Recently the ACLU of Michigan brought together more than 400 lawyers and law students to tackle the monumental—and growing—task of defending civil liberties in the age of Trump.
Held at the University of Michigan Law School in Ann Arbor, the summit gave the attorneys opportunities to share ideas, strategies and stories on topics ranging from immigration to transgender rights to school-to-prison pipeline.
But perhaps more importantly, the event this weekend served as both reminder and reiteration of their commitment to defend the Constitution in the face of a presidency marked by authoritarian pronouncements and disdain for checks and balances.
Since the election of Donald Trump, the public’s concern for the protection of civil rights has grown exponentially, hastened along by anxiety over actions such as Trump’s recent Executive Order banning immigrants from seven Muslim-majority countries. As a result, the support for the ACLU has soared to inspiring heights.
In turn, the ACLU has become even more galvanized—with the packed summit serving as proof positive.
“The tremendous energy generated by the summit, and the eagerness of 400 Michigan lawyers and law students to roll up their sleeves to fight back, gives me hope that we'll win,” said ACLU of Michigan Legal Director Michael J. Steinberg shortly after the gathering.
One of the highlights of the summit was the keynote address by ACLU National Legal Director David Cole. Cole reminded, and reassured, those gathered that “if we act, we build hope.”
And act we have. So far, the ACLU has taken President Trump to court in an effort to ensure public access to financial records, to ensure there are no conflicts of interest.
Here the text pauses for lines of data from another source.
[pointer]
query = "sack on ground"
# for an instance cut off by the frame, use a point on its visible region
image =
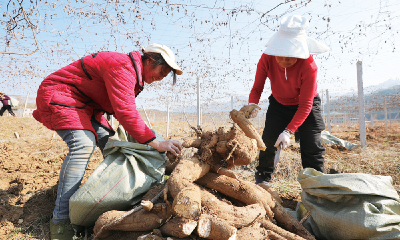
(128, 171)
(13, 102)
(349, 205)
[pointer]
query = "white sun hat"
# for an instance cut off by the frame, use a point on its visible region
(166, 53)
(291, 40)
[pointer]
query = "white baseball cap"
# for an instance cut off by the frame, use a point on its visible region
(166, 53)
(291, 40)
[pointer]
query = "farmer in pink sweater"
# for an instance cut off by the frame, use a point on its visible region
(294, 103)
(72, 101)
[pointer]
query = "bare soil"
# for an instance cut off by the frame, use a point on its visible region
(31, 157)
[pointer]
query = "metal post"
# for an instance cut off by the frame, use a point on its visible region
(213, 122)
(361, 110)
(166, 136)
(26, 103)
(198, 103)
(385, 110)
(372, 120)
(328, 119)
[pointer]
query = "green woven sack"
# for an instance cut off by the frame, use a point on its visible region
(128, 171)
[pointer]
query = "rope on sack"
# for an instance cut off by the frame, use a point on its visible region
(305, 217)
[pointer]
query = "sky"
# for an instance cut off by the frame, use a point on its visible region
(217, 42)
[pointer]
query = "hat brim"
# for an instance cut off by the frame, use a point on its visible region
(299, 46)
(173, 65)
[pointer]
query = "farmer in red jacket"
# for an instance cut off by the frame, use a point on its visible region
(72, 102)
(294, 103)
(5, 100)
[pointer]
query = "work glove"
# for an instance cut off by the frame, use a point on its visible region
(251, 110)
(283, 139)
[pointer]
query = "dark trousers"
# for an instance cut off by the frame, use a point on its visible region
(277, 118)
(6, 107)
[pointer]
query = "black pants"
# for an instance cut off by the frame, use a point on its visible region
(277, 118)
(6, 107)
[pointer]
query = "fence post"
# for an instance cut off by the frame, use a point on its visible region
(328, 116)
(372, 120)
(385, 111)
(198, 103)
(213, 122)
(167, 121)
(26, 103)
(361, 110)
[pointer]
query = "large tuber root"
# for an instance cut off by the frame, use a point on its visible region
(179, 227)
(233, 215)
(248, 128)
(247, 233)
(185, 173)
(213, 228)
(246, 110)
(250, 193)
(141, 220)
(244, 191)
(187, 203)
(268, 225)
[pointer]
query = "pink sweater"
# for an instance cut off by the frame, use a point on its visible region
(295, 85)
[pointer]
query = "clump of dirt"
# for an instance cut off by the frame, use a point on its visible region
(338, 147)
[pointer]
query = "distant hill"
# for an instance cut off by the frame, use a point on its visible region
(373, 100)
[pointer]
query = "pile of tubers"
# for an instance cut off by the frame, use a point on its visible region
(196, 194)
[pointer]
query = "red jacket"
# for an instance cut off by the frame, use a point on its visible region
(295, 85)
(68, 98)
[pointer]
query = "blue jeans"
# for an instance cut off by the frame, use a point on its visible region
(81, 144)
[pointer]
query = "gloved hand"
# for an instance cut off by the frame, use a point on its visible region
(251, 110)
(171, 145)
(284, 139)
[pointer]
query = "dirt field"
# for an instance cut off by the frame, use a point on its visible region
(29, 168)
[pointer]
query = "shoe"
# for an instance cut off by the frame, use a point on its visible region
(61, 230)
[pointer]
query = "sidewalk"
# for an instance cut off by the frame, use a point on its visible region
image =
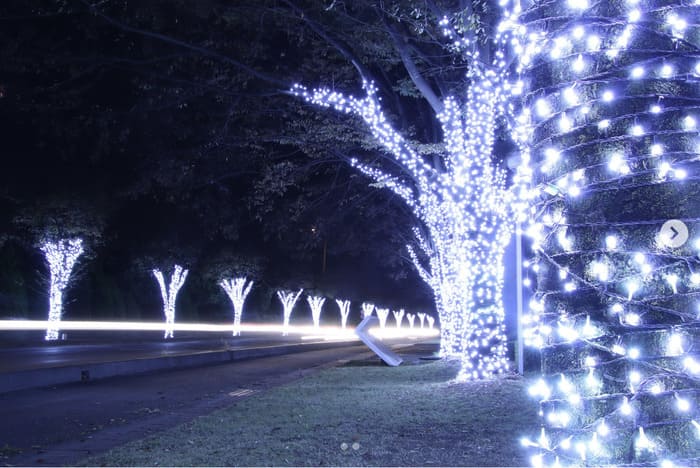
(44, 364)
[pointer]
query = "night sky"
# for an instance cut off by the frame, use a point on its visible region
(163, 132)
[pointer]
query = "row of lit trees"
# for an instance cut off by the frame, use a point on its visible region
(62, 256)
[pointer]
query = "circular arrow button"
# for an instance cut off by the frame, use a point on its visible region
(674, 233)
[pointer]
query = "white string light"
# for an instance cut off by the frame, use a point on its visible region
(636, 147)
(344, 307)
(288, 300)
(169, 294)
(316, 304)
(61, 256)
(237, 291)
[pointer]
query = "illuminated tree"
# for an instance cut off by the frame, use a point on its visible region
(421, 317)
(382, 315)
(411, 319)
(461, 202)
(367, 309)
(288, 300)
(169, 294)
(316, 304)
(609, 134)
(344, 307)
(398, 316)
(61, 256)
(237, 290)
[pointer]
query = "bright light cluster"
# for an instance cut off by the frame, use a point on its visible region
(237, 290)
(61, 256)
(344, 306)
(316, 304)
(367, 309)
(169, 294)
(610, 146)
(464, 207)
(398, 316)
(288, 300)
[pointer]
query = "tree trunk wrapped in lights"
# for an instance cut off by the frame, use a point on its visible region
(288, 300)
(61, 257)
(609, 122)
(344, 306)
(465, 208)
(316, 304)
(237, 290)
(398, 316)
(169, 294)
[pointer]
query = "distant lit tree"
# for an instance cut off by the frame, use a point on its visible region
(316, 304)
(61, 256)
(288, 300)
(237, 291)
(344, 306)
(169, 294)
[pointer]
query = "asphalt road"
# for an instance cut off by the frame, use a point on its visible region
(63, 424)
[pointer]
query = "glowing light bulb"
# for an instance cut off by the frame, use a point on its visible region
(632, 287)
(632, 319)
(577, 4)
(565, 123)
(625, 407)
(637, 72)
(672, 280)
(542, 108)
(681, 403)
(689, 122)
(617, 349)
(593, 43)
(637, 130)
(643, 442)
(571, 96)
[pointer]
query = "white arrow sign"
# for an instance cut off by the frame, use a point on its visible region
(382, 350)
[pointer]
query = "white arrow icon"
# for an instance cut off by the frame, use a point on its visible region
(382, 350)
(674, 233)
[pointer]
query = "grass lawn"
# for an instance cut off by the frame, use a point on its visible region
(354, 416)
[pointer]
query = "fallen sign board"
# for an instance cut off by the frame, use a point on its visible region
(375, 344)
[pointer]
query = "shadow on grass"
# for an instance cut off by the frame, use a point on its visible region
(361, 414)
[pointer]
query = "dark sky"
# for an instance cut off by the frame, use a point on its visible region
(158, 154)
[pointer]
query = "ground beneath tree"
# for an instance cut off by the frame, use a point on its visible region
(360, 414)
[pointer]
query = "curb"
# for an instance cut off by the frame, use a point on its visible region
(48, 376)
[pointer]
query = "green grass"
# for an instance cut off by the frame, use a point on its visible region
(354, 416)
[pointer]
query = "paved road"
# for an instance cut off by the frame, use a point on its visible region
(60, 425)
(75, 353)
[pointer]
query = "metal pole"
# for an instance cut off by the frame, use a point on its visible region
(519, 293)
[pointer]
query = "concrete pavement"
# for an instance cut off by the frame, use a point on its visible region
(45, 364)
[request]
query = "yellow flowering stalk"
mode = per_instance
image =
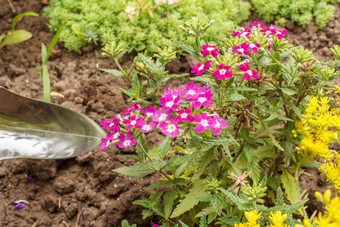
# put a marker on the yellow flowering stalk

We were the first to stand against his “Muslim ban,” going to court 24 hours after his unconstitutional executive order against immigrants and marking a major legal win when the courts suspended his order.
And now, with the summit, we have helped to outfit 400 dedicated social-justice attorneys with a few more tools to resist injustice and defend freedom.
Together with these 400 attorneys we will continue to act and, as David Cole suggests, continue to build hope.